Source: California Commission on Teacher Credentialing webcast

Linda Darling-Hammond shares a light moment during a meeting of the California Commission on Teacher Credentialing.

A prominent scholar from Stanford University will direct a new education institute in Palo Alto whose mission is to influence K-12 policies in both California and the nation.

Linda Darling-Hammond, an emeritus professor at the Stanford University Graduate School of Education, is the president and CEO of the Learning Policy Institute, which formally announced its opening Wednesday. Along with headquarters in the San Francisco Bay Area, the institute has an office in Washington, D.C., an initial budget of $5 million and a staff of 30 that may grow to 50 within a year.

The new position will take most of Darling-Hammond’s time, although she will continue to teach occasionally as an emeritus professor at Stanford and to serve as chair of the California Commission on Teacher Credentialing. Patrick Shields, who managed research at SRI Education for two decades with a focus on California’s teaching force, will be the new institute’s executive director.

The San Francisco-based Sandler Foundation is the lead funder with the Atlantic Philanthropies, the S.D. Bechtel, Jr. Foundation, the Ford Foundation, the William and Flora Hewlett Foundation and the Stuart Foundation also providing initial support for the institute.

The institute has opened during a critical period for education policy nationwide and in California.

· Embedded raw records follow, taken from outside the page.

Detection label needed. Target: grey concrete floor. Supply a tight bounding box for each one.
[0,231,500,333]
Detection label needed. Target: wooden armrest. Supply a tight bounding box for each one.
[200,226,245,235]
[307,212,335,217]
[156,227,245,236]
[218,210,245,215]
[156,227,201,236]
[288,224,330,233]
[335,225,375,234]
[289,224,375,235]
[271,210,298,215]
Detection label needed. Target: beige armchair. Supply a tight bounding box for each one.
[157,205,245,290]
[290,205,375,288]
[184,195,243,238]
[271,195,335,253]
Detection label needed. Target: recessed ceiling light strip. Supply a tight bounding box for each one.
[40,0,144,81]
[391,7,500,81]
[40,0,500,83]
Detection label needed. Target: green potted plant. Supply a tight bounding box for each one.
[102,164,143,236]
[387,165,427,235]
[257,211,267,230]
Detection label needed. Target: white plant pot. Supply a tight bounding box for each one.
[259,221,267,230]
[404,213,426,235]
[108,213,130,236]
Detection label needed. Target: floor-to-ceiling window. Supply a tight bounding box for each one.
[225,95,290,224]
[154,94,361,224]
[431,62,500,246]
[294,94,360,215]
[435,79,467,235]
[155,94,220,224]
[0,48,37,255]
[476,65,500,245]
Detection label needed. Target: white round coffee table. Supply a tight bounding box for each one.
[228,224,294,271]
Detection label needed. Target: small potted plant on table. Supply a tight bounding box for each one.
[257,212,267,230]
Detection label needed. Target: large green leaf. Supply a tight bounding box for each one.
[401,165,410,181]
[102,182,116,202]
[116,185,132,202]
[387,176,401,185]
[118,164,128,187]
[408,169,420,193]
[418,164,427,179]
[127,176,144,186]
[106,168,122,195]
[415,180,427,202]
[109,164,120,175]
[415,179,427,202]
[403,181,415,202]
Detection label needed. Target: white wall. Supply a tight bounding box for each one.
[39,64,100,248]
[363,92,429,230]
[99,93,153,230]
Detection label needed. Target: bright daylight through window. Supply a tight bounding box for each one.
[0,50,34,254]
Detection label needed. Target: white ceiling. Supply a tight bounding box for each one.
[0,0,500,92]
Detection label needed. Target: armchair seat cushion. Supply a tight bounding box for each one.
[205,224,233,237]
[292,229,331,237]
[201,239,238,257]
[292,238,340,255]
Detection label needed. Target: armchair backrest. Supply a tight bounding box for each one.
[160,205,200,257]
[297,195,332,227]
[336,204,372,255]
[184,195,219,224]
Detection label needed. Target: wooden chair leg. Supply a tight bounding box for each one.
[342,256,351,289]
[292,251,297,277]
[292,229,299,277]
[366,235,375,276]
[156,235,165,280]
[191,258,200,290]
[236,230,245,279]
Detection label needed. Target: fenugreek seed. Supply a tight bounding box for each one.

Along with implementing the Common Core State Standards, California is transitioning to a new school accountability system and a financing system that targets substantially more money to high-needs students and shifts control over spending from the state to local school districts.

In Washington, Republicans and Democrats are struggling with aspects of the rewrite of the No Child Left Behind law. But their overall compromise would return more authority over education policy and accountability to the states. That will make it all the more important, Darling-Hammond said, for communities “to know what works and act based on that knowledge. States and the federal government need to be in the knowledge-sharing business,” and the institute will be a forum and conduit for that information, she said.

Independent and nonpartisan, the Learning Policy Institute will differ from most research institutions, Darling-Hammond said, in that it will combine original and existing research to focus on “pressing policy questions” and then will translate the findings so that federal, state and local policymakers and practitioners can adopt the recommendations and bring them to scale. A large focus of  the institute’s work will be on California, she said.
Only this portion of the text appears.